Egli sostenne che fosse «uno sproposito dottorar una donna» e che sarebbe stato un «renderci ridicoli a tutto il mondo».[4] Ne nacque un conflitto tra il cardinale e il Cornaro,che si risolse con il compromesso di far laureare Elena in filosofia: il 25 giugno 1678 la Cornaro sostenne la sua dissertazione e fu accolta nel Collegio dei medici e dei filosofi dello Studio padovano, benché non potesse comunque, in quanto donna,  esercitare l'insegnamento.
Stabilitasi a Padova, già seriamente malata, vi morì a soli trentotto anni, il 26 luglio 1684,
e fu sepolta nella chiesa di Santa Giustina.

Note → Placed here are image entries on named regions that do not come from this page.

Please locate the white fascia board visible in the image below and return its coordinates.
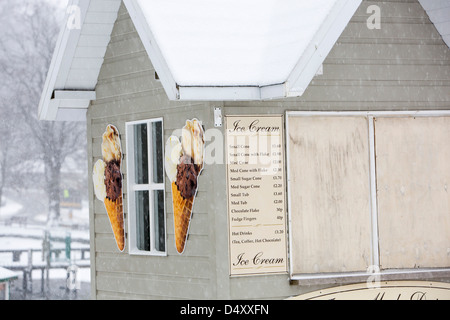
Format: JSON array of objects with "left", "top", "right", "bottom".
[
  {"left": 48, "top": 90, "right": 96, "bottom": 122},
  {"left": 124, "top": 0, "right": 179, "bottom": 100},
  {"left": 53, "top": 90, "right": 97, "bottom": 101},
  {"left": 286, "top": 0, "right": 362, "bottom": 97},
  {"left": 38, "top": 0, "right": 91, "bottom": 121},
  {"left": 178, "top": 84, "right": 286, "bottom": 101},
  {"left": 55, "top": 108, "right": 87, "bottom": 122}
]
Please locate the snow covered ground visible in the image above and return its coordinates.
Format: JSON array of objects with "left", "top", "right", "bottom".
[{"left": 0, "top": 198, "right": 90, "bottom": 282}]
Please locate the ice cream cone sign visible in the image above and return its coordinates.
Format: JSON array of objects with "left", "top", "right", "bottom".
[
  {"left": 92, "top": 125, "right": 125, "bottom": 252},
  {"left": 165, "top": 119, "right": 205, "bottom": 254}
]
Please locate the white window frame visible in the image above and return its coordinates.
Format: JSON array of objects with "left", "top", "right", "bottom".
[
  {"left": 125, "top": 118, "right": 167, "bottom": 256},
  {"left": 285, "top": 110, "right": 450, "bottom": 285}
]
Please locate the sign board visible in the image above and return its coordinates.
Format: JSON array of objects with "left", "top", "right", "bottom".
[
  {"left": 289, "top": 281, "right": 450, "bottom": 300},
  {"left": 226, "top": 116, "right": 287, "bottom": 276}
]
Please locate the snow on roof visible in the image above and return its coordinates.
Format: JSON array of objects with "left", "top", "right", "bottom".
[
  {"left": 39, "top": 0, "right": 368, "bottom": 121},
  {"left": 419, "top": 0, "right": 450, "bottom": 47},
  {"left": 137, "top": 0, "right": 338, "bottom": 86}
]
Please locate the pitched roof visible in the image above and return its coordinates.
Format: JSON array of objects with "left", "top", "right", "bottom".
[
  {"left": 39, "top": 0, "right": 450, "bottom": 121},
  {"left": 419, "top": 0, "right": 450, "bottom": 47}
]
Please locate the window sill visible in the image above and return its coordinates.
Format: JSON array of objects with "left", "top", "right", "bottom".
[
  {"left": 290, "top": 268, "right": 450, "bottom": 285},
  {"left": 128, "top": 250, "right": 167, "bottom": 257}
]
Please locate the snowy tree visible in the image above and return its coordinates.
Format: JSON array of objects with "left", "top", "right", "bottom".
[{"left": 0, "top": 0, "right": 86, "bottom": 223}]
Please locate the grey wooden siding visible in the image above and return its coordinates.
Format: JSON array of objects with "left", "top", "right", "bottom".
[
  {"left": 87, "top": 0, "right": 450, "bottom": 299},
  {"left": 88, "top": 5, "right": 215, "bottom": 299}
]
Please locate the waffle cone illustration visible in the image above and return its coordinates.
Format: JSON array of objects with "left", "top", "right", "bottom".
[
  {"left": 93, "top": 125, "right": 125, "bottom": 252},
  {"left": 172, "top": 182, "right": 194, "bottom": 253},
  {"left": 104, "top": 196, "right": 125, "bottom": 251},
  {"left": 165, "top": 119, "right": 205, "bottom": 254}
]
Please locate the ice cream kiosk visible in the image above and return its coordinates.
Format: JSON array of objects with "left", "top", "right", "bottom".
[{"left": 39, "top": 0, "right": 450, "bottom": 300}]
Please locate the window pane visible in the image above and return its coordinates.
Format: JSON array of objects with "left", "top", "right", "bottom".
[
  {"left": 152, "top": 121, "right": 164, "bottom": 183},
  {"left": 134, "top": 123, "right": 148, "bottom": 184},
  {"left": 135, "top": 191, "right": 150, "bottom": 251},
  {"left": 153, "top": 190, "right": 166, "bottom": 251}
]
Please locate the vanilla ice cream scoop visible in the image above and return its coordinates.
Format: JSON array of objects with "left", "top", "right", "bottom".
[
  {"left": 181, "top": 119, "right": 205, "bottom": 167},
  {"left": 102, "top": 125, "right": 122, "bottom": 162},
  {"left": 92, "top": 160, "right": 106, "bottom": 201},
  {"left": 164, "top": 136, "right": 183, "bottom": 182}
]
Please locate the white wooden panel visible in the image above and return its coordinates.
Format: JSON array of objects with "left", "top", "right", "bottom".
[
  {"left": 288, "top": 116, "right": 371, "bottom": 274},
  {"left": 375, "top": 117, "right": 450, "bottom": 268}
]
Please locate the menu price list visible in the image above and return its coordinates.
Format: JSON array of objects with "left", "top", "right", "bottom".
[{"left": 227, "top": 116, "right": 287, "bottom": 275}]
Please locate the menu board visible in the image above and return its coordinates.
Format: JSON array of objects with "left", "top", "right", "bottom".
[{"left": 226, "top": 116, "right": 287, "bottom": 276}]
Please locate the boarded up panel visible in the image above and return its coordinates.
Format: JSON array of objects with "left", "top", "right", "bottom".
[
  {"left": 375, "top": 117, "right": 450, "bottom": 268},
  {"left": 288, "top": 117, "right": 371, "bottom": 274}
]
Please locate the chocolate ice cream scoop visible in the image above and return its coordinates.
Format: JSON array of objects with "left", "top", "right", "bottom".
[
  {"left": 175, "top": 155, "right": 199, "bottom": 199},
  {"left": 105, "top": 160, "right": 122, "bottom": 201}
]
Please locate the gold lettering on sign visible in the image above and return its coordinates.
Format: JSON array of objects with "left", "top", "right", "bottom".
[{"left": 226, "top": 116, "right": 287, "bottom": 276}]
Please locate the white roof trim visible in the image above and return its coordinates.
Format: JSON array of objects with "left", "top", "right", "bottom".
[
  {"left": 286, "top": 0, "right": 362, "bottom": 97},
  {"left": 38, "top": 0, "right": 450, "bottom": 121},
  {"left": 38, "top": 0, "right": 90, "bottom": 120}
]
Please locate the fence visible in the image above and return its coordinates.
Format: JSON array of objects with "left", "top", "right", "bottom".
[{"left": 0, "top": 247, "right": 90, "bottom": 294}]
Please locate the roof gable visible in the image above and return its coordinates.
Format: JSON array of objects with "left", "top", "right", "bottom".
[
  {"left": 419, "top": 0, "right": 450, "bottom": 47},
  {"left": 39, "top": 0, "right": 450, "bottom": 121}
]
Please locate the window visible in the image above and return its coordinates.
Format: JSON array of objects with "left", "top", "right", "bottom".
[
  {"left": 286, "top": 111, "right": 450, "bottom": 282},
  {"left": 126, "top": 119, "right": 166, "bottom": 255}
]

Aveva disposto che fossero distrutti tutti i suoimanoscritti, e le poche carte restanti, consistenti in discorsi di argomento morale e religioso, e in alcune poesie, furono pubblicate postume: a giudizio del Croce, «scarsissimo o nullo è il valore di tutta cotesta letteratura ascetica e rimeria spirituale».[6] In vita pubblicò soltanto, nel 1669, una traduzione dallo spagnolo di un opuscolo spirituale di Giovanni Lanspergio, il Colloquio di Cristo all'anima devota.
Riconoscimenti
Le è stato dedicato un cratere di 26 km di diametro sul pianeta Venere[7].
Nel Palazzo del Bo, sede dell'Università di Padova, è ricordata da una statua, e nella
basilica di Sant'Antonio da un busto.
Nella biblioteca del Vassar College a Poughkeepsie (NY) è ricordata in una vetrata a colori.
Le è intitolata una piazza a Rubano e una via a Barzanò e a Cesa.
Le è dedicato il Liceo statale Ettore Majorana-Elena Corner a Mirano.
Le è stata dedicata una lapide sul muro di Ca' Farsetti a Venezia, lato calle del Carbon.
L'Istituto professionale di Stato di Jesolo porta il suo nome.
Le è intitolata la biblioteca comunale di Episkopi (vicino Limassol) a Cipro.
Opere
Lettera overo colloquio di Christo N. R. all'anima devota composta dal R. P. D. Giovanni Laspergio in lingua spagnola e portata nell'italiana, Venetia, Giuliani, 1669.
Helenae Lucretiae Corneliae Piscopiae opera quae quidem haberi potuerunt, Parmae, Rosati, 1688.